Нави хмыкнул и дал ей покой. Но не прошло и получаса, как он зашептал снова:
– Скажи еще.
– Уже сказала, довольно с тебя.
– Сказала неважные числа. Их все знают. Назови что-то свое!
– Отцепись!
– Ну пожалуйста… Ну что тебе стоит?..
Его тон стал капризным и обезоруживающим, как у ребенка. Лишь теперь Дороти внимательно пригляделась к этому Нави – и увидела, как он молод. Значительно младше всех остальных писарей – лет семнадцать-восемнадцать, не больше. Кожа гладенькая, без щетины, без пятен. Темные волосы крутятся вихрями, глазенки блестят в нетерпении – будто у мальчишки, что ждет первого танца или поцелуя. Какой же юный, – подумала Дороти и впервые здесь, в лечебнице, ощутила жалость к кому-то, кроме себя самой.
– Какое тебе число? Мне тридцать семь лет, если уж так хочешь знать.
– Спасибо, – улыбка Нави была трогательно открытой. – А можешь еще?
– Семьдесят восемь.
Дороти не помнила, что значит это число. Оно просто хранилось мозгу в где-то рядом с тридцатью семью, но что означало – поди пойми. Однако Нави и не требовал пояснений: услышав число, он улыбнулся и надолго умолк. Дороти выкинула его из головы с его дурацкими вопросами, сконцентрировалась на «Розе и смерти» и только-только начала писать, как тут…
– Скажи еще число. Ну пожалуйста! Будь так добра!..

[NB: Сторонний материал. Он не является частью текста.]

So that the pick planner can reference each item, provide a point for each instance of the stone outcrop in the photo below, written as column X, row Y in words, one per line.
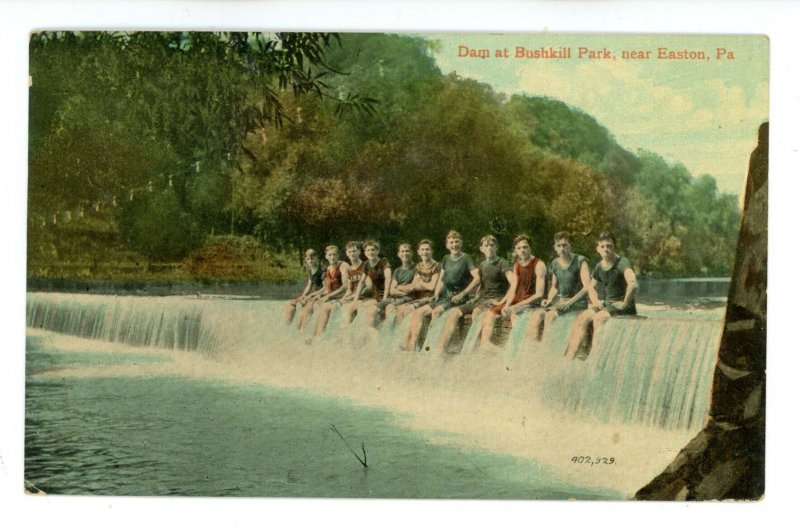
column 726, row 459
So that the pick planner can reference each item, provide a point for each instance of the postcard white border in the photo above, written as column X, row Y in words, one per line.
column 777, row 19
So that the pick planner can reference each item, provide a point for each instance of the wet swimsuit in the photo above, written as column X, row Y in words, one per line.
column 526, row 283
column 611, row 286
column 426, row 273
column 376, row 275
column 333, row 280
column 354, row 275
column 400, row 276
column 494, row 284
column 315, row 278
column 569, row 282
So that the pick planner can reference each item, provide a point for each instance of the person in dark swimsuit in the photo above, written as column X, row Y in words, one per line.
column 401, row 287
column 525, row 291
column 334, row 287
column 312, row 287
column 355, row 278
column 458, row 279
column 378, row 281
column 496, row 277
column 569, row 282
column 426, row 276
column 611, row 293
column 331, row 287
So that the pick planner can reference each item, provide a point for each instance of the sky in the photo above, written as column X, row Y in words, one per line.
column 701, row 113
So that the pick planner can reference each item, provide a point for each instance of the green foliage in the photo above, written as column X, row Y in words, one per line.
column 155, row 226
column 167, row 139
column 238, row 258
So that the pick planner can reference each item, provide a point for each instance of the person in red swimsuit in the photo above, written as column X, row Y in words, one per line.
column 527, row 288
column 334, row 287
column 331, row 288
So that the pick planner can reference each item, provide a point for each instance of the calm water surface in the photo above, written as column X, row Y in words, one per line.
column 142, row 435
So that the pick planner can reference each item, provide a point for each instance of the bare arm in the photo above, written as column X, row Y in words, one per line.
column 541, row 273
column 343, row 268
column 512, row 289
column 553, row 291
column 585, row 281
column 594, row 299
column 387, row 274
column 630, row 279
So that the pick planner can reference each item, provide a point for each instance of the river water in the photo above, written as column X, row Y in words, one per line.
column 210, row 396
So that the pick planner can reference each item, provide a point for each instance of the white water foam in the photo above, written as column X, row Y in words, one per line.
column 535, row 405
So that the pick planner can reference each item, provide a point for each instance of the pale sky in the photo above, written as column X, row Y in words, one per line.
column 704, row 114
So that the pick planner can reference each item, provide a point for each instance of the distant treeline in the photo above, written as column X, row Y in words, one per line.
column 145, row 145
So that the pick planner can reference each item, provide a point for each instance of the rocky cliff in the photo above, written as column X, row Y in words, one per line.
column 726, row 459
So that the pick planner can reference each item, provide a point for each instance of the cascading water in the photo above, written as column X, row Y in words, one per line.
column 654, row 371
column 642, row 392
column 128, row 320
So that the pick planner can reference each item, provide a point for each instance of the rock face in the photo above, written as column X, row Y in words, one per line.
column 726, row 459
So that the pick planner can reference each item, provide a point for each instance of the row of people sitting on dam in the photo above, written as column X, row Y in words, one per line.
column 456, row 287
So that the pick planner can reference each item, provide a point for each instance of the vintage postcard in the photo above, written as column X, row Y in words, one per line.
column 372, row 265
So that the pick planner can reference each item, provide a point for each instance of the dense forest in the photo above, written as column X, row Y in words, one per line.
column 223, row 155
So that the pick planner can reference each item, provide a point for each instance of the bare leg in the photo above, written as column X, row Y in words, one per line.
column 600, row 319
column 402, row 311
column 322, row 317
column 549, row 317
column 579, row 333
column 416, row 326
column 371, row 311
column 535, row 325
column 350, row 311
column 488, row 322
column 308, row 309
column 450, row 324
column 391, row 310
column 288, row 313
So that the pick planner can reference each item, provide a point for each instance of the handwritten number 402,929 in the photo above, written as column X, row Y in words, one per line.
column 588, row 460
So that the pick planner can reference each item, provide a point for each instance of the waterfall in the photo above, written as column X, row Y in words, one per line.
column 651, row 372
column 128, row 320
column 655, row 371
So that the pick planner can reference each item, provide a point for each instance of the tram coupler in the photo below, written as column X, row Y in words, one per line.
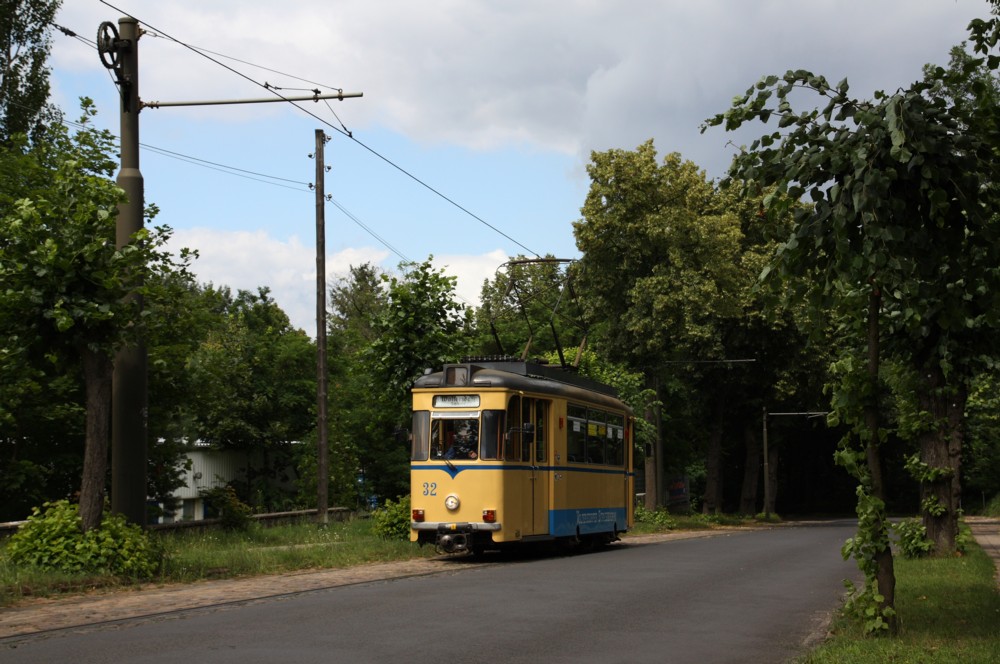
column 453, row 542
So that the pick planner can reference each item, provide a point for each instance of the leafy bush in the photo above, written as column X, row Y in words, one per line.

При этом он шуршал и шуршал пером – без запинки, без помарки. Вот негодяй!
– Зачем тебе эти числа? Успокойся, обрети гармонию, пиши молча!
– Я не могу. Прости меня, никак не могу. Число нужно. Ты же знаешь. Скажи мне число, ну пожалуйста!
Она испортила лист, начала новый, спустя абзац испортила снова. Взяла третий – но сбилась, начала не с начала листа, а с того слова, где сбилась в прошлый раз. Нави брякнул под руку:
– Ну, почему ты молчишь? Дай хоть одно число, ну что тебе, жалко?
Нежданно для нее самой, в глазах Дороти выступили слезы.
– Да что же ты меня терзаешь! Дай уже покоя, душегуб!..
Нави смутился, спрятал лицо:
– Извини меня.
Но недолго выдержал без чисел. Не прошло и получаса, как он тихонечко пискнул:
– Пожалуйста…
Перо дернулось, ляпнуло кляксу. Она скомкала испорченный лист.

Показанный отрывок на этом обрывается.